He turned towards the other man with an interrogative glance, and was met by a nod of the head, at which he leant back in his chair, crossed his legs and folded his hands upon them, with the expression of some one who has played his part in the game, and now retires in favour of another competitor. The pale man moved his chair a little forward and took up the conversation.

"Are you really quite certain that Sir Arthur Byrne has told you all he knows?" he said earnestly, fixing on Juliet a look at once grave and eager.

"Yes," she answered. "I can see that he is as puzzled as I am. And he would be glad enough to find a way to get rid of me," she added bitterly.

"I thought you said you were attached to him," said the stranger in surprise, "and that he had been very kind to you?"

"Yes," said Juliet, "he has, and I am as fond of him as possible. But he has three stepdaughters now; he has married again, you know.
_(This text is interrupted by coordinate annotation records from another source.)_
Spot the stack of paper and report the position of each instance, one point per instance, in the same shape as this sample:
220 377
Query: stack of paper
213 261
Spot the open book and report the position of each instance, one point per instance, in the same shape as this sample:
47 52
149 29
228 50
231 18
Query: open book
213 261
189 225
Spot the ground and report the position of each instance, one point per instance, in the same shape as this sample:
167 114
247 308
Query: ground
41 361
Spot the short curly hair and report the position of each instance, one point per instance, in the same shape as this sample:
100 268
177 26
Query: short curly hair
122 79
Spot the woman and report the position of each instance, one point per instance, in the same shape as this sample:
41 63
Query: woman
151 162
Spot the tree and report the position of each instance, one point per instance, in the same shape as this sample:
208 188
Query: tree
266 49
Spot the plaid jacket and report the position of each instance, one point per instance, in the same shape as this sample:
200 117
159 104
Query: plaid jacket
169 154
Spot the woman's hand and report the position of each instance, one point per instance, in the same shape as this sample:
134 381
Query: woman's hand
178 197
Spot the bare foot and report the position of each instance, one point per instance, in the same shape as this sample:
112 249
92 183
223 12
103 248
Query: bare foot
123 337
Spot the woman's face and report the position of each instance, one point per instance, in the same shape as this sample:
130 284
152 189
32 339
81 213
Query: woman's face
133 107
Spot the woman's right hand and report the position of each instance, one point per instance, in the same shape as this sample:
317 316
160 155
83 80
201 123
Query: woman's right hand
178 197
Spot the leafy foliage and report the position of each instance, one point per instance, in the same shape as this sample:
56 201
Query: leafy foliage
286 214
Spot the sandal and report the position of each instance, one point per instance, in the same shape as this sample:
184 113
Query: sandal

And he is not very well off. I am a great expense, besides being an extra girl. I don't blame him for thinking I am one too many."
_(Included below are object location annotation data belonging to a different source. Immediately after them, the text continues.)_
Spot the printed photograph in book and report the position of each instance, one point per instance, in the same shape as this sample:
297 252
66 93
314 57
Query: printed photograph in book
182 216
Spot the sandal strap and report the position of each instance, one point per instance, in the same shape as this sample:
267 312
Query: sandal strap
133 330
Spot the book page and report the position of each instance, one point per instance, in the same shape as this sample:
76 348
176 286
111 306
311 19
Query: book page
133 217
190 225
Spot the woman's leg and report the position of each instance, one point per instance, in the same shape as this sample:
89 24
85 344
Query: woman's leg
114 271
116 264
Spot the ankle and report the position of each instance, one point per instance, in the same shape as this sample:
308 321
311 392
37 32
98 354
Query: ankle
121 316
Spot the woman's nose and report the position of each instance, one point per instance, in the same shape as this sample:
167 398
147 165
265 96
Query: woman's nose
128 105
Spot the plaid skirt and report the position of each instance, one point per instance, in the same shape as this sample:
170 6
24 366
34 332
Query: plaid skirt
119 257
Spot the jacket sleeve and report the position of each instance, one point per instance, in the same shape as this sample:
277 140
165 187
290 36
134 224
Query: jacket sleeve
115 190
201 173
There was a long pause, during which Juliet was conscious of being closely scrutinized.

"I think I may be able to give you news of your family," said the pale man unexpectedly. "That is, if you are the person I think you are likely to be."

"Oh," exclaimed Juliet, "can you really?"

"Well, it is possible," admitted the other. "I can't say for certain yet."

"Oh, do, do tell me!" cried the girl.

"Out of the question, at present," he replied firmly. "I must first satisfy myself as to whose child you are, and on that point you appear able to give me no assistance. You must wait till I can find out something further about this matter of your adoption. And even then," he added, "it is not certain if I can tell you. You must understand that, though certain family secrets have been placed in my possession, it does not depend upon myself whether or not I shall ultimately reveal them to you."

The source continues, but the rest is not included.